Problem
You have an array of struct columns with one or more duplicate column names in a DataFrame.
If you try to create a Delta table you get a Found duplicate column(s) in the data to save: error.
Example code
You can reproduce the error with this example code.
1) The first step sets up an array with duplicate column names. The duplicate columns are identified by comments in the sample code.
%scala
// Sample json file to test to_json function
val arrayStructData = Seq(
Row("James",List(Row("Java","XX",120,"Java"),Row("Scala","XA",300,"Scala"))),
Row("Michael",List(Row("Java","XY",200,"Java"),Row("Scala","XB",500,"Scala"))),
Row("Robert",List(Row("Java","XZ",400,"Java"),Row("Scala","XC",250,"Scala")))
)
import org.apache.spark.sql.types.{StructType, StructField, StringType, IntegerType, ArrayType};
val arrayStructSchema = new StructType().add("name",StringType)
.add("booksIntersted",ArrayType(new StructType()
.add("name",StringType) // Duplicate column
.add("author",StringType)
.add("pages",IntegerType)
.add("Name",StringType))) // Duplicate column
val df = spark.createDataFrame(spark.sparkContext
.parallelize(arrayStructData),arrayStructSchema)

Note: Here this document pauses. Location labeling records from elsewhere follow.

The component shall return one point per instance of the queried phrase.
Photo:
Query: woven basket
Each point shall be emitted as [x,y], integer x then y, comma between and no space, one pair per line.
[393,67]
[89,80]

df.printSchema // df with struct type 
2) After validating the DataFrame, we try to create a Delta table and get the Found duplicate column(s) in the data to save: error.
%scala
df.createOrReplaceTempView("df")
df.write.format("delta").save("/mnt/delta/test/df_issue")

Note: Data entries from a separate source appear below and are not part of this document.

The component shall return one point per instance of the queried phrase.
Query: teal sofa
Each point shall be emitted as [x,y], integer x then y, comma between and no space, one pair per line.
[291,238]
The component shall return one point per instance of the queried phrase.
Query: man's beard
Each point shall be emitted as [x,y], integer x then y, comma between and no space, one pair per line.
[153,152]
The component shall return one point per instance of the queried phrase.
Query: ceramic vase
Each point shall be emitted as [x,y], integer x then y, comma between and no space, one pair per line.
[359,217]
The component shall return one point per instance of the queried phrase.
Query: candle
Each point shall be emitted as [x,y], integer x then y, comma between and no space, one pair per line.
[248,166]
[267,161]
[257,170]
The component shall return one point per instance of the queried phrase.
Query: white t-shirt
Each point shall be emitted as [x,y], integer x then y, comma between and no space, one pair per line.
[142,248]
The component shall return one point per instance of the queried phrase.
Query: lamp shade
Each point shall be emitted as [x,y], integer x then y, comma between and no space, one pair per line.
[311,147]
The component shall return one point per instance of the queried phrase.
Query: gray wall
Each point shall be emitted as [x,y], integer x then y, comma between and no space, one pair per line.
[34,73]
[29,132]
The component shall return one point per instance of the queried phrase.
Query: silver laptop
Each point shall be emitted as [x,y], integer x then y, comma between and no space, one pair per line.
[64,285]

spark.sql("create table events using delta location '/mnt/delta/test/df_issue'")
Cause
An array of struct columns containing duplicate columns with the same name cannot be present in a Delta table. This is true even if the names are in different cases.
Delta Lake is case-preserving, but case-insensitive, when storing a schema.

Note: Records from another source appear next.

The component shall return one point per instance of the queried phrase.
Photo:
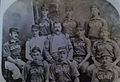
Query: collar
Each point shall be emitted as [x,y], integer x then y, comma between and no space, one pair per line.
[63,62]
[13,41]
[38,64]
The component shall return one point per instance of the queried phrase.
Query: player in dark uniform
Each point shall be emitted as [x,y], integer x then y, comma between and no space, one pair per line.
[81,46]
[105,46]
[38,69]
[63,70]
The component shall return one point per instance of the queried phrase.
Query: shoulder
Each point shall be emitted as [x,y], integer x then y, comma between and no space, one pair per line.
[45,63]
[28,64]
[66,35]
[87,40]
[6,44]
[96,43]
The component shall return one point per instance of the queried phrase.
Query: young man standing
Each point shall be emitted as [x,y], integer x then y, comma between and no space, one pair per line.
[36,40]
[56,40]
[36,70]
[63,70]
[12,56]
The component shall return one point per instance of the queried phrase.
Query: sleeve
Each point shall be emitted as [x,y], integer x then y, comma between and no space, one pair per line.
[94,48]
[116,50]
[70,48]
[26,70]
[74,70]
[94,79]
[48,57]
[47,72]
[52,73]
[6,50]
[105,25]
[88,46]
[86,28]
[27,51]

In order to avoid potential data corruption or data loss, duplicate column names are not allowed.
Solution
This approach involves converting the parent column which has duplicate column names to a json string.
1) You need to convert the structtype columns to string using the to_json() function before creating the Delta table.
%scala
import org.apache.spark.sql.functions.to_json
val df1 = df.select(df("name"), to_json(df("booksIntersted")).alias("booksIntersted_string")) // Use this
df1.write.format("delta").save("/mnt/delta/df1_solution")
spark.sql("create table events_solution using delta location '/mnt/delta/df1_solution'")
spark.sql("describe events_solution").show()
2) Use the get_json_object() function to extract information from the converted string type column.
%scala
import org.apache.spark.sql.functions.get_json_object
val df2 = df1.select(df1("name"), get_json_object(df1("bookInterested"), "${0}.author"), get_json_object(df1("bookInterested"), "${0}.pages"))
display(df2)